Practical guide to AI in Unity

Practical guide to AI in Unity

Create a colony-simulation-game with State-Machines and Behavior-Trees

What you’ll learn

  • Lay the foundation for a Colony-Survival Game like Rimworld or Oxygen Not Included

  • Develop simple and complex practical AI Solutions for your games

  • Create a simple AI with State Machines

  • Make extensible State Machines with the State Pattern

  • Develop a complex AI with Behaviour Trees

  • Master the Behavior Designer Plugin

  • Simulate an ecology with Genetic Algorithms
Requirements
  • Installed Unity v2019.3
  • Basic understanding of Unity
  • Basic understanding of C#
Description

Learn how to create state of the art AI for video games using Unity.

I believe in a practical approach in learning so this course will be primarily project-based. You won’t just learn dry theory and forget everything within a matter of days but instead apply the learned concepts to two actual Unity-Projects:

  • Catch: A simple digital replica of play every kid’s favourite game: catch

  • Colony Simulation: A game like Rimworld or Oxygen Not Included, where you can’t control the NPCs directly, but instead they are controlled by the AI and you need to help them survive by making sure they’ve got enough to eat.
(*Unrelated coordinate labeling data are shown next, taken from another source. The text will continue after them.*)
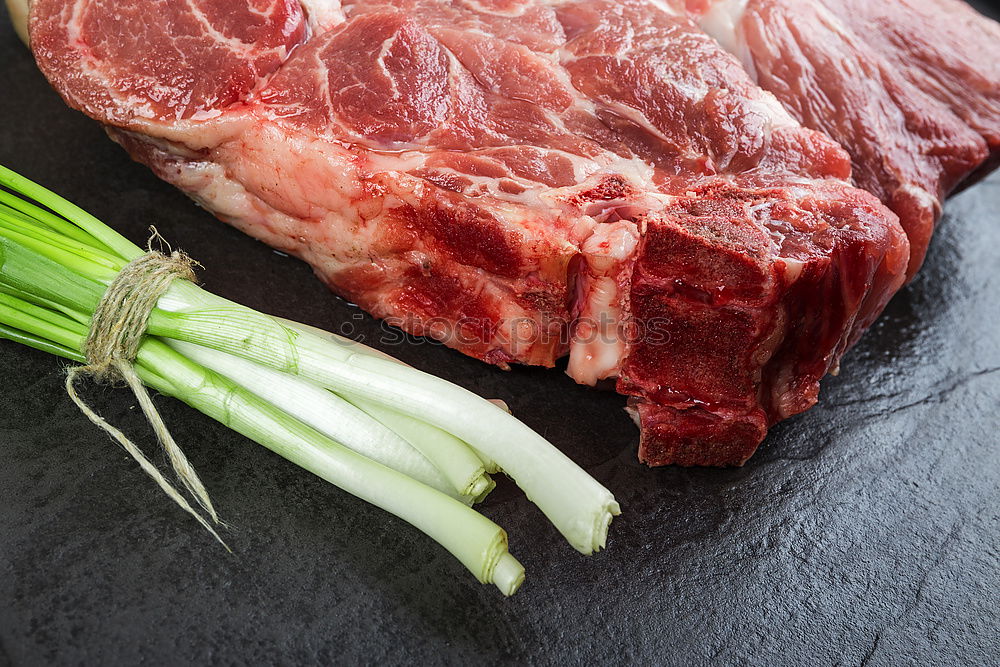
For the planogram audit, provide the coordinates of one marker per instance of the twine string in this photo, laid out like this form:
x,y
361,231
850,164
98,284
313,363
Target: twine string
x,y
116,332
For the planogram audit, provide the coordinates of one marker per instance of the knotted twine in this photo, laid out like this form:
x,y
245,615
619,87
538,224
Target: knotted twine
x,y
116,332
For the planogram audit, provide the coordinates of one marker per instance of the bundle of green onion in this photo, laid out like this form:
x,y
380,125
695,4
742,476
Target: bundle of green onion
x,y
411,443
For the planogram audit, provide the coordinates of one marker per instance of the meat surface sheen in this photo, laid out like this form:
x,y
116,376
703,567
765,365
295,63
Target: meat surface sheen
x,y
520,179
911,88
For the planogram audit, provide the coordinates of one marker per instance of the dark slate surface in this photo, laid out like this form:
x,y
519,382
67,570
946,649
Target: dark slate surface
x,y
865,531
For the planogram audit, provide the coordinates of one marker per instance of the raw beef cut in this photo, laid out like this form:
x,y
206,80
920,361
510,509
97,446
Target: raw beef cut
x,y
911,88
521,179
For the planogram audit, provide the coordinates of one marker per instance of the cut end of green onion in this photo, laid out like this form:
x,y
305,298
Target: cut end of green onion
x,y
508,574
Also this course contains a free exclusive Behavior-Designer Educational-License, which would normally cost ~70$. Behavior Designer is the industry-standard solution for Behaviortrees and generously provided me with an exclusive Educational License, which they specifically built for this course. So you won’t get it anywhere else.

Also you will of course get full lifetime access to the course.

We’ll start with the simplest AI-System that there is, namely State-Machines.

After that we’ll improve State-Machines and make them more extensible with the State-Pattern.

Then we’ll hit the main topic which is one of the more advanced techniques that are used in Indie- and AAA-Gameproductions alike: BehaviorTrees.

Lastly we’ll have a glimpse at one of the more experimental AI-Approaches, namely Genetic Algorithms, which are more of a niche topic but have the potential for very interesting game-mechanics that stand out of the crowd.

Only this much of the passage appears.